Advantages of the many genetically engineered mouse cancer models are that the initiating genetic lesion is known, the mice are immunocompetent, and the tumors develop spontaneously in situ in the appropriate tissue compartment. Complex processes, such as tumor angiogenesis, can be modeled in these in vivo systems. Furthermore, the ability to investigate combinations of agents in native tumors that have not relapsed after previous treatment addresses the limitations of human phase 1 and 2 trials. There are only a few drugs thus far for which GEM preclinical models accord with clinical success. Rego et al. (11) reported that retinoic acid and arsenic work well as anticancer agents in a genetically accurate acute promyelocytic leukemia murine model in accordance with clinical experience. This preclinical model has the same genetic alteration as the respective human tumor. Imatinib, a small molecule that inhibits the Abl, Kit, and platelet-derived growth factor receptor α (PDGFRα) kinases, has proved highly successful in treating chronic myelogenous leukemia (CML), gastrointestinal stromal tumor, and idiopathic hypereosinophilic syndrome (12, 13). Therapeutic responses correlate with inhibition of the relevant mutant kinases (BCR-ABL in CML, Kit in gastrointestinal stromal tumor, and PDGFRα FIP1L1 in hypereosinophilic syndrome). Imatinib also inhibits the growth of hematopoietic malignancies initiated by BCR-ABL in mice (14, 15). These examples support the hypothesis that a tumor model that carries the genetic signature of the native malignancy can recapitulate clinical behavior.
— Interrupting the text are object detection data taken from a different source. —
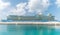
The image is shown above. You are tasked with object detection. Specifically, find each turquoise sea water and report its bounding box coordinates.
[0,24,60,35]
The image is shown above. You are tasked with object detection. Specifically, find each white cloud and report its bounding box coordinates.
[12,0,50,15]
[11,3,26,15]
[0,0,10,10]
[56,0,60,7]
[28,0,50,13]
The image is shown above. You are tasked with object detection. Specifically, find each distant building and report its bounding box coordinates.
[1,14,55,21]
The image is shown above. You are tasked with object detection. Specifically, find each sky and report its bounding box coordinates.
[0,0,60,21]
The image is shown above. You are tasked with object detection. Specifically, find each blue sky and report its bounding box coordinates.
[0,0,60,21]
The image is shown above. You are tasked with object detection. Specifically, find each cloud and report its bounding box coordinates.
[0,0,10,10]
[56,0,60,7]
[28,0,50,13]
[12,0,50,15]
[11,3,26,15]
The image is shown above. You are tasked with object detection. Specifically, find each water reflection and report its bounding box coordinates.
[0,24,60,35]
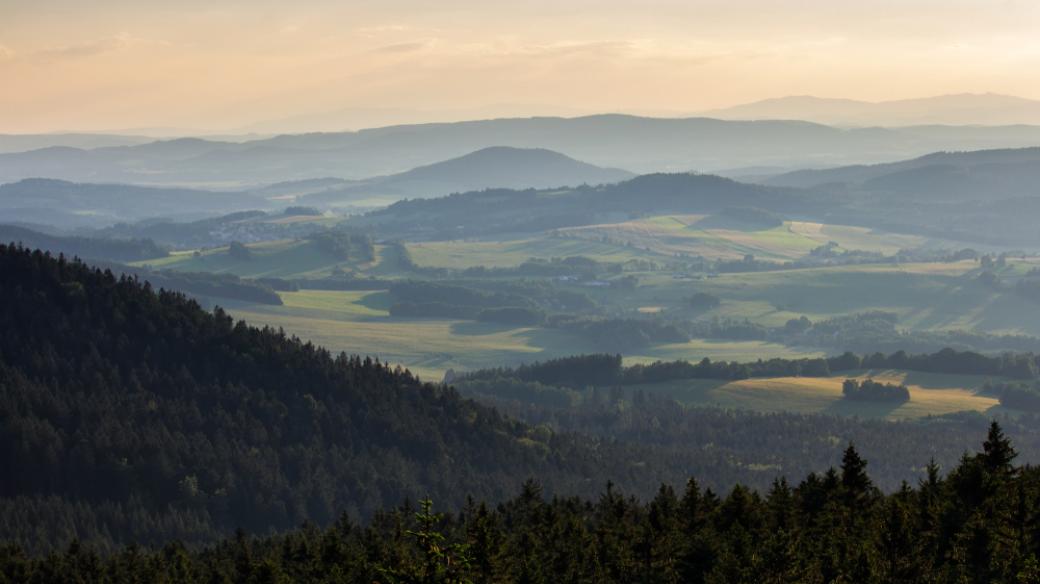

There are several drawbacks to GEMs, including the relatively long length of time needed for GEMs to develop neoplasia and the unpredictable nature of tumor development with regards to frequency and latency of tumor formation. Some GEMs usually have low penetrance. Tumorigenic variance in many transgenic and knockout models is often exacerbated by alterations in genetic background, with some backgrounds being suppressive and others permissive for neoplasia development. This can become a problem for drug efficacy studies unless the genetic background of the GEM is uniform (16). Even with a uniform genetic background, there is still tumor heterogeneity with regards to growth rate, latency, and location. This is due to the natural allelic differences between individuals. The action of these alleles, called cancer modifiers, can sometime cause profound alterations on any aspect of cancer from initiation to therapy response. This heterogeneity is reminiscent of human tumor heterogeneity. To overcome this heterogeneity and reduce mouse numbers and study costs, imaging techniques have been developed to monitor response to therapy. These technologies allow each mouse to be its own control, analogous to human trials. In addition, as these cancer modifiers are difficult to detect in human populations, the mouse has become the predominant model to identify cancer modifiers.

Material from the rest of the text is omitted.